Write a complete LendingVaultV2 contract that:

1. Fixes the reentrancy bug in both withdraw and borrow
2. Preserves the exact storage layout of V1 (no variable reordering, no insertions before existing variables)
3. Includes _authorizeUpgrade with proper access control
4. Uses _disableInitializers() in the constructor
5. Adds a reinitializer function for any V2-specific setup (if needed)
6. Maintains the storage gap (adjusted if you add new variables)

Additionally, provide:

7. A Hardhat deployment script (upgrade-to-v2.js) that upgrades the proxy from V1 to V2
8. A brief explanation (100-200 words) of what would go wrong if you:
   • Moved paused before interestRateBps
   • Forgot to inherit UUPSUpgradeable in V2
   • Removed the __gap array

Evaluation Criteria

Storage Safety: V2 must not break any existing storage slots. All user balances, borrow positions, and configuration values must be preserved exactly. A single slot collision means total failure.

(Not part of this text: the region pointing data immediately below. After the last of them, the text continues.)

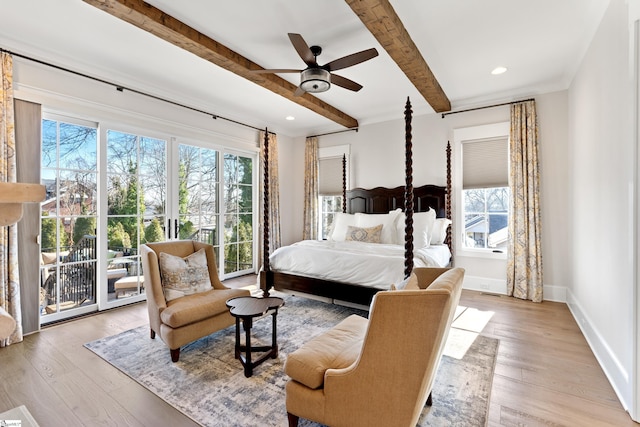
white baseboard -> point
(613, 369)
(499, 286)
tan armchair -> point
(377, 372)
(187, 318)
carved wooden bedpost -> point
(344, 183)
(408, 194)
(266, 281)
(448, 240)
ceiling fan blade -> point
(349, 60)
(275, 71)
(303, 50)
(345, 83)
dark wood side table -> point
(248, 308)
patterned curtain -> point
(524, 266)
(274, 192)
(9, 278)
(310, 231)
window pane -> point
(498, 199)
(49, 143)
(78, 147)
(329, 205)
(473, 200)
(486, 217)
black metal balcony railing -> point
(74, 277)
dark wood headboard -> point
(384, 200)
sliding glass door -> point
(111, 190)
(68, 261)
(204, 192)
(136, 190)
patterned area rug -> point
(209, 385)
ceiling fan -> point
(318, 78)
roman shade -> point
(330, 176)
(485, 163)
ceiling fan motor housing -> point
(315, 80)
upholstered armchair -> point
(377, 372)
(183, 306)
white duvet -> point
(368, 264)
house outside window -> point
(329, 206)
(330, 185)
(486, 216)
(483, 183)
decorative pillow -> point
(422, 228)
(439, 232)
(184, 276)
(388, 221)
(359, 234)
(410, 283)
(339, 227)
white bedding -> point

Reentrancy Fix: The fix must actually prevent reentrancy. Simply adding a nonReentrant modifier from OpenZeppelin is acceptable, but you must adjust the storage layout correctly (ReentrancyGuardUpgradeable uses a storage slot).

Upgrade Continuity: V2 must be upgradeable to V3 in the future. If V2 breaks the upgrade path, it is a critical failure.

Deliverable

Submit your complete LendingVaultV2.sol contract, the deployment script, and the explanation.

Verification

This is a skills assessment. Submit your completed code and explanation for review.